Tuesday, January 5, 2010

The Book from No Man's Land

  • When I started writing TAoCBS, I thought it was a middle grade novel.
  • When I brought the first chapter to my critique group, they said, “Oh no. This is too sexy for a midgrade. It has to be young adult.”
  • When I had a first page analyzed at the SCBWI-MI fall conference, the panel members were aghast that I called it a YA. “This voice is obviously midgrade.” They spoke at length about this designation, implying that the author didn’t know what she was doing. (Thanks.)
  • When I entered this novel in a query contest, I referred to it as “upper midgrade.” (hedging my bets)
  • When I got the rejection letter, it said, “30k is really not long enough for today's YA market.” (Yes, of course, but I thought it was a MG.)
Currently, I am revising TAoCBS in hopes that someday it will be bigger and better. But when I resubmit, I don’t know how I’m going to classify it.

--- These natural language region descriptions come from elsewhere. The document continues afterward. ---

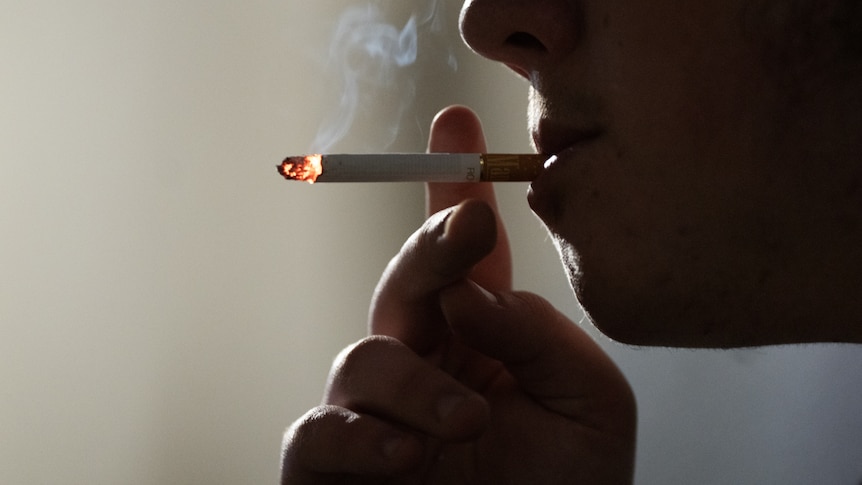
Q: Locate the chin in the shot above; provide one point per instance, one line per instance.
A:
(658, 320)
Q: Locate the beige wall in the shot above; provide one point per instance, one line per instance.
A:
(168, 304)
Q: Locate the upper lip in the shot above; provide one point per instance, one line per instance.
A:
(551, 137)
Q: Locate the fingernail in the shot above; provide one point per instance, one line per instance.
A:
(491, 297)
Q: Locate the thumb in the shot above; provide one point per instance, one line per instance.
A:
(553, 360)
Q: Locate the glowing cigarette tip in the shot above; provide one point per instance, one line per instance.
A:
(413, 167)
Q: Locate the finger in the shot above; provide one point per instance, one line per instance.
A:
(551, 358)
(331, 442)
(381, 377)
(457, 129)
(443, 251)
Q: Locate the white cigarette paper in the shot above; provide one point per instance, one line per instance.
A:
(413, 167)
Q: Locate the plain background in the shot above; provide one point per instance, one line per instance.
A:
(168, 304)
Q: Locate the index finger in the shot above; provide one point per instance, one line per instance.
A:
(458, 129)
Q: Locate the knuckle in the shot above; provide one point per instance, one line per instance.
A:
(360, 362)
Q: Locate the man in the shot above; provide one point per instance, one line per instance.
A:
(705, 193)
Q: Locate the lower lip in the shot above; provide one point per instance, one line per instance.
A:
(540, 197)
(543, 195)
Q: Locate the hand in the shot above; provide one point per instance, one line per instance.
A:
(459, 384)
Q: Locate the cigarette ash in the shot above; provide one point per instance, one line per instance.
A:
(305, 169)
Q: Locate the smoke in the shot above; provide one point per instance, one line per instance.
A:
(374, 66)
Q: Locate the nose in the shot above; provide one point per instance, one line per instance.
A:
(526, 35)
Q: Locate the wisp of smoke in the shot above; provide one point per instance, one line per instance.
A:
(372, 61)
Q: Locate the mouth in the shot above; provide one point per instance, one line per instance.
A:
(566, 145)
(552, 138)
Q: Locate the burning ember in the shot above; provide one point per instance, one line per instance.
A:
(306, 168)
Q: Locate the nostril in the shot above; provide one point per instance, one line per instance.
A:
(527, 41)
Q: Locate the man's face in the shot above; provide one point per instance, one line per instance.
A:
(678, 183)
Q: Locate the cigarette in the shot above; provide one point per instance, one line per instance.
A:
(413, 167)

Chuck Sambuchino did an interesting interview with literary agent, Erin Murphy, in which she refers to the MG/YA distinction as more of a “scale than a line.”


2 comments:

Unknown said...

UGH.

I *so* feel your pain. My best loved trunk novel is one of those MG/YA middle-territory monsters. I was so sick of hearing people say it was the other no matter what I reclassified it as.

I don't know how to fix this--I ended up retiring my novel with this problem. I hope you find a more productive solution!!!

Ann Finkelstein said...

Thanks, Beth. It's kind of like characters exist at age 12, then make a quantum leap to age 16 and the intervening years don't exist.